The amount of artistic work which she accomplished was notable, as she personally instructed a large number of private pupils, professionals and distinguished amateurs, conducted and lead classes and choruses in her private music school, and was in constant demand at social gatherings. Berg was well versed in philosophy, art, history, poetry, political science and social culture, traveled extensively, and could speak five languages with fluency. She was described as "a striking blonde, with a soprano voice".

==Early years and education==
Lillie P. Berg was born in New York City, 1845. (Note: According to Grove Music, Berg was born "circa 1845".)

Her father was a German of noble birth, and her mother was a New England woman of English ancestry. Berg passed her childhood in Stuttgart, Germany, where she was trained in piano, organ and harmony by professors Lebert, Faisst, and Stark. She was graduated from the Royal School of Music in Stuttgart (now known as State University of Music and Performing Arts Stuttgart), attending at the same time the Conservatory of Music. Professors Lebert and Stark complimented her by sending to her pupils to prepare in piano and harmony for their classes. While under the direction of Prof. Faisst, the organ teacher, she was organist and choir director of one of the most prominent churches in that city. Her precociousness caused such musical authorities as Julius Benedict and Emma Albani to advise her to devote her attention to her voice, predicting for her a brilliant future. Albani directed her to her own master, Lamperti. Lamperti, soon perceiving the ability of his new pupil, gave her the position of accompanist, which she held for three years, enabling her to note the artistic and vocal training of many of the most famous artists on the operatic and concert stages.

==Career==
In the United States, she held the position of the foremost exponent of the Lamperti school and she studied every season with the famous artists and great teachers of Europe. Among these were Teresa Brambilla, Pauline Vaneri Filippi, Julius Stockhausen, Hermine Küchenmeister-Rudersdorf, Mathilde Marchesi, and Enrico Delle Sedie, of Paris, William Shakespeare and Alberto Randegger. She developed a "method" that was distinctively her own, and she had an extraordinary knowledge of the art of song. She had the friendship of the majority of modern composers of her time, and she aimed to combine modern progressiveness and dramatic interpretation with strict adherence to purity and beauty of tone production. She passed the spring season of each year in London, England.

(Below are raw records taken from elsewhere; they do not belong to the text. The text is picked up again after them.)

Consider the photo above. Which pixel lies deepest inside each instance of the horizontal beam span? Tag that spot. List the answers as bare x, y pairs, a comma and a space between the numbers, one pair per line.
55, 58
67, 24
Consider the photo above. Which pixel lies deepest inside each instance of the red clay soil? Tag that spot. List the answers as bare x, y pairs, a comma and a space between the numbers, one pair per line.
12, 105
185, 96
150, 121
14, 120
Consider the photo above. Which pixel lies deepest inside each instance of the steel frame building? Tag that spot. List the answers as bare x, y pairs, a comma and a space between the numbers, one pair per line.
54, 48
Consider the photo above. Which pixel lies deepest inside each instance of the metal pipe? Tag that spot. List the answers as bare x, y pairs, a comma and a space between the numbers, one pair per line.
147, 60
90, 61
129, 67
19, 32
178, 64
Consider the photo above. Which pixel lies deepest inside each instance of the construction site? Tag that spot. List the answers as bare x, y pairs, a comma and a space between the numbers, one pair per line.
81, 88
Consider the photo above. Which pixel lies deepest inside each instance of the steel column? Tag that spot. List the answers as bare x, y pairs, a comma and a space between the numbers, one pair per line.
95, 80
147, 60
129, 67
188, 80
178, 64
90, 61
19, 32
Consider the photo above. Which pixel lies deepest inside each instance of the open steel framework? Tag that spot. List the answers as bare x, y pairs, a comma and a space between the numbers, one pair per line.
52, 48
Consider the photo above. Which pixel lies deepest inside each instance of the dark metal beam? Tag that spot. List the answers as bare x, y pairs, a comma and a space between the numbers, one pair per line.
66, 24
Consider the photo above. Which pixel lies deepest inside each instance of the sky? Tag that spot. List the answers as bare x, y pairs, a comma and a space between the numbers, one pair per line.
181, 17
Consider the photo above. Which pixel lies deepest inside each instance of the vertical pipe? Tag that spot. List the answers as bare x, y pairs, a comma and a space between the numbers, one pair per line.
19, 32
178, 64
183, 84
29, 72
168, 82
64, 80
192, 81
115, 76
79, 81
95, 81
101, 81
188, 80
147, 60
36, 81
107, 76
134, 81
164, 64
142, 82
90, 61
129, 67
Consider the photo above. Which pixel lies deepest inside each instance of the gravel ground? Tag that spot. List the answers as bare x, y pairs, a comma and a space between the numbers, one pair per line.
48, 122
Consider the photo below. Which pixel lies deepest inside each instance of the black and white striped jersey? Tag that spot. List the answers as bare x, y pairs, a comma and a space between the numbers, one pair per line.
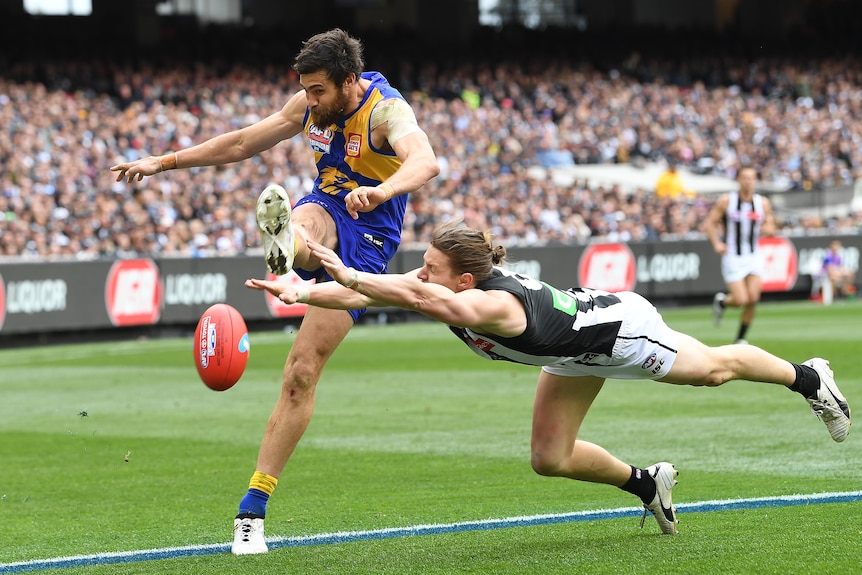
576, 325
742, 222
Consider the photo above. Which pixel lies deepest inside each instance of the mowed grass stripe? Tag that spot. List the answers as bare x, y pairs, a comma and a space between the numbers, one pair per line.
419, 530
410, 428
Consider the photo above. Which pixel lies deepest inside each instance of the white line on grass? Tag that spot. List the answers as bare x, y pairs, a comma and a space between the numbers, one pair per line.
434, 529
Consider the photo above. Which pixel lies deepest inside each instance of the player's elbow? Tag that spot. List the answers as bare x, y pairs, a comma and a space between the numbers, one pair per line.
429, 166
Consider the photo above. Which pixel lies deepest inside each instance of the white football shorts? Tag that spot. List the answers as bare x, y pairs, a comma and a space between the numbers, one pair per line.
645, 348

Berg possessed a soprano voice. She was constantly engaged in arranging concerts and classical recitals in and out of New York. She also organized quartets and choruses. In 1880, she was in charge of the Vocal Department, Rye Seminary, particularly voice building after the Italian method. In 1888, returning again from Europe, Berg resumed her lessons in Voice Building and in the Art of Singing, at her residence, 17 East 31st Street, New York City.

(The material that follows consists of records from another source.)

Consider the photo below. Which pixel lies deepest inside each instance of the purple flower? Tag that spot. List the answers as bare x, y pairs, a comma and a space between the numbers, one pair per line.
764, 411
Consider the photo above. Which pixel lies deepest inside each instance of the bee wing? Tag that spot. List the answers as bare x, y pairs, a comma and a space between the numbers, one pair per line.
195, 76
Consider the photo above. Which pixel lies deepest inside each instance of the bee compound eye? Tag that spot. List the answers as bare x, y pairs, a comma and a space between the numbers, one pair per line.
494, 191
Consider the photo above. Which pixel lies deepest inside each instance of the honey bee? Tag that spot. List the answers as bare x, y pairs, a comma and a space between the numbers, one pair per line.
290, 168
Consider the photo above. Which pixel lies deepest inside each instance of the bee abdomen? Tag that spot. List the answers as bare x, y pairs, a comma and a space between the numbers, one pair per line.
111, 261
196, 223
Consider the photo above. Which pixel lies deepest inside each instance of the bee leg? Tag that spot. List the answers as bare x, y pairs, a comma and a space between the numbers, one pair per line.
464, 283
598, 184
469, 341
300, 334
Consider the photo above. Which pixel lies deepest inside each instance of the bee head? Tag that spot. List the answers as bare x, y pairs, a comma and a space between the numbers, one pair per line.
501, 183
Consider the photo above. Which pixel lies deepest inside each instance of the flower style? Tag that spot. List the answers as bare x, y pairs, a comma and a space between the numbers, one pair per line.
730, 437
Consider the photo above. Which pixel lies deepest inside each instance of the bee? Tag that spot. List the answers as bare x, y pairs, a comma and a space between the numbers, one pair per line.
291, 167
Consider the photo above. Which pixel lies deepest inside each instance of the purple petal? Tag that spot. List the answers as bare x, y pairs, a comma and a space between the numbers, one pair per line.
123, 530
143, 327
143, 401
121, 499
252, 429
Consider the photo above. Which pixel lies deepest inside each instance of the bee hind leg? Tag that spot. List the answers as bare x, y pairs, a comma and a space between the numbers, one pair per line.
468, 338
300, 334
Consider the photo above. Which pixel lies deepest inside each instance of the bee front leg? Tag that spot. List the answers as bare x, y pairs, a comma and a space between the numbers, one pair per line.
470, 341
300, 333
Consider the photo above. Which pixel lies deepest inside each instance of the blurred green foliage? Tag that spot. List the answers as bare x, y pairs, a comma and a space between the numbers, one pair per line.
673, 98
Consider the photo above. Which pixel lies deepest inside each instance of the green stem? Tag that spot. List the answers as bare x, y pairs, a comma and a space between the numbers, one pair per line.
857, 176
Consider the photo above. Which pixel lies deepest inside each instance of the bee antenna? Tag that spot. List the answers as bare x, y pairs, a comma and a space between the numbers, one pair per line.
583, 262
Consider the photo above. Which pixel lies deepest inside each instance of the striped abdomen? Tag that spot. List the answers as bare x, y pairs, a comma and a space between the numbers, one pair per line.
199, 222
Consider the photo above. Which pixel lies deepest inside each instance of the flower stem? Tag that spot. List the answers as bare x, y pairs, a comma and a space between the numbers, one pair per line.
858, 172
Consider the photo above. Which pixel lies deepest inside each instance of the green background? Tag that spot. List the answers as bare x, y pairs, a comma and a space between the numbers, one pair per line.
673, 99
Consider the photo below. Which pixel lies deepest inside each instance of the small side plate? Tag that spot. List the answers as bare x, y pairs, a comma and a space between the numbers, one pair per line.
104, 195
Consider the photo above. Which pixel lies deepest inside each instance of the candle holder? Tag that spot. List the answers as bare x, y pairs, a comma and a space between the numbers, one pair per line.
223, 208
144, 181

To Berg belongs, it was believed, the honor of being the first woman musician in the U.S. to conduct with a baton at a public performance. In April 1891, she conducted Smart's cantata, "King Rent's Daughter," before an audience which crowded the new Carnegie Hall, New York. Having been sick for a year, a testimonial benefit concert was held for Berg on February 8, 1893, at the Madison Square Theatre. The concert was the idea of Mrs. Edward Lauterbach and Albert Morris Bagby; seven hundred people were in attendance. In the following month, it was reported that Berg had been dangerously ill, but hoped she would soon be able to resume work, and open a summer school in July. The Musical Courier of October 1895 reported that Berg had just returned from a four months' tour in Norway, Sweden, Russia, Germany and Austria. In 1896, Berg was conducting a summer school for professional singers at Round Lake, New Jersey.

Berg died in 1896. (Note: According to Grove Music, Berg died "after 1896".)